- Genre: Documentary
- Based on: The Podcast by Ronan Farrow
- Directed by: Fenton Bailey; Randy Barbato;
- Music by: David Benjamin Steinberg
- Country of origin: United States
- Original language: English
- No. of episodes: 6

Production
- Executive producers: Nancy Abraham; Lisa Heller; Ronan Farrow;
- Producers: Fenton Bailey; Randy Barbato; Francy Kachler; Mona Card; Unjin Lee;
- Cinematography: Jake Kerber; Huy Truong;
- Editors: Francy Kachler; Johanna Gavard;
- Running time: 23–29 minutes
- Production companies: HBO Documentary Films; World of Wonder;

Original release
- Network: HBO
- Release: July 12 – July 26, 2021

= Catch and Kill: The Podcast Tapes =

Catch and Kill: The Podcast Tapes is an American documentary television miniseries, directed and produced by Randy Barbato and Fenton Bailey. It follows Ronan Farrow, as he conducts interviews with whistleblowers, victims, private investigators and sources for his book Catch and Kill. It consists of 6-episodes and premiered on July 12, 2021, on HBO.

==Plot==
The series follows Ronan Farrow as he conducts interviews with whistleblowers, victims, private investigators, and other sources for his book Catch and Kill in regard to the Harvey Weinstein sexual abuse cases.

==Episodes==

| No. | Title | Directed by | Original release date | U.S. viewers (millions) |
|---|---|---|---|---|
| 1 | "The Wire" | Fenton Bailey Randy Barbato | July 12, 2021 | N/A |
| 2 | "The Reporters" | Fenton Bailey Randy Barbato | July 12, 2021 | N/A |
| 3 | "The Assistants" | Fenton Bailey Randy Barbato | July 19, 2021 | 0.13 |
| 4 | "The Producer" | Fenton Bailey Randy Barbato | July 19, 2021 | 0.18 |
| 5 | "The Editors" | Fenton Bailey Randy Barbato | July 26, 2021 | N/A |
| 6 | "The Spy" | Fenton Bailey Randy Barbato | July 26, 2021 | N/A |

==Production==
In January 2018, Ronan Farrow signed a deal with HBO to produce and star in various documentary specials for the network. HBO filmed Farrow and guests of his podcast Catch and Kill with the idea of turning it into a documentary series at some point. Production on the series took place during the COVID-19 pandemic, with HBO reaching out to Fenton Bailey and Randy Barbato about taking the filmed interviews and turning into a series.

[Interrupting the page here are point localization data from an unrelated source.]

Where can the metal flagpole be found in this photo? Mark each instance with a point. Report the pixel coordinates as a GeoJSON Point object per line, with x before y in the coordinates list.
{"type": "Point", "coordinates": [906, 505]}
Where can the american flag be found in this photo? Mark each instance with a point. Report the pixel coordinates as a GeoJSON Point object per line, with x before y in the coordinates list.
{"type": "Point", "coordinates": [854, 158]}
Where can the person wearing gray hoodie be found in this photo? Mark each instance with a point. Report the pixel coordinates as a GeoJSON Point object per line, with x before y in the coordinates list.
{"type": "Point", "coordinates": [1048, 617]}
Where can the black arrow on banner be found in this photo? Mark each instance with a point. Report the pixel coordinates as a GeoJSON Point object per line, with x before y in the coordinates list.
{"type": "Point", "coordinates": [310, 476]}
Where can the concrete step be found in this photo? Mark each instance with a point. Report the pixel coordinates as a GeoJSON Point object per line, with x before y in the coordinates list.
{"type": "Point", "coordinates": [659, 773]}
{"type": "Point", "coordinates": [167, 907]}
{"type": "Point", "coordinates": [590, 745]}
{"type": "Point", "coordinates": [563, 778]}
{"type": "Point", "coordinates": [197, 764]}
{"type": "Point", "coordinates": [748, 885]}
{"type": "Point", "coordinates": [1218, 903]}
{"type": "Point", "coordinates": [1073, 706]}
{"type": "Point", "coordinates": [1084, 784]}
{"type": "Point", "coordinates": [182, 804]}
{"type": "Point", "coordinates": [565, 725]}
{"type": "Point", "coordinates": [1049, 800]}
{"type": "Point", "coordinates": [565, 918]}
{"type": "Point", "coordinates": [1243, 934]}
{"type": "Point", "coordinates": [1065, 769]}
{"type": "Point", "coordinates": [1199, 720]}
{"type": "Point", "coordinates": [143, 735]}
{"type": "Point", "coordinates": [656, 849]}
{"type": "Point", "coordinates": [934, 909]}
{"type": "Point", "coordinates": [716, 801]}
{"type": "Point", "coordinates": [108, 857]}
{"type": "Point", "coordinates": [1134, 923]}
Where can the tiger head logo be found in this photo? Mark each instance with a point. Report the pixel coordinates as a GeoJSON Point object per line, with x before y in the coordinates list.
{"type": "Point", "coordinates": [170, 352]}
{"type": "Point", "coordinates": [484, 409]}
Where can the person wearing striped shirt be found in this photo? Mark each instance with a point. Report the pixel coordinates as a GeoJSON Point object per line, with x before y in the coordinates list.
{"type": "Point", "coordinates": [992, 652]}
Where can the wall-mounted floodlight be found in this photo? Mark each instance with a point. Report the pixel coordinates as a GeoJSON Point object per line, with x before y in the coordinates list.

In June 2021, it was announced Farrow would star and executive produce the series, with Fenton Bailey and Randy Barbato directing and producing under their World of Wonder banner.

==Reception==
Review aggregator Rotten Tomatoes reported an approval rating of 88% based on 16 critic reviews, with an average rating of 6.72/10. Metacritic, which uses a weighted average, assigned a score of 74 out of 100 based on 7 critics, indicating "generally favorable reviews".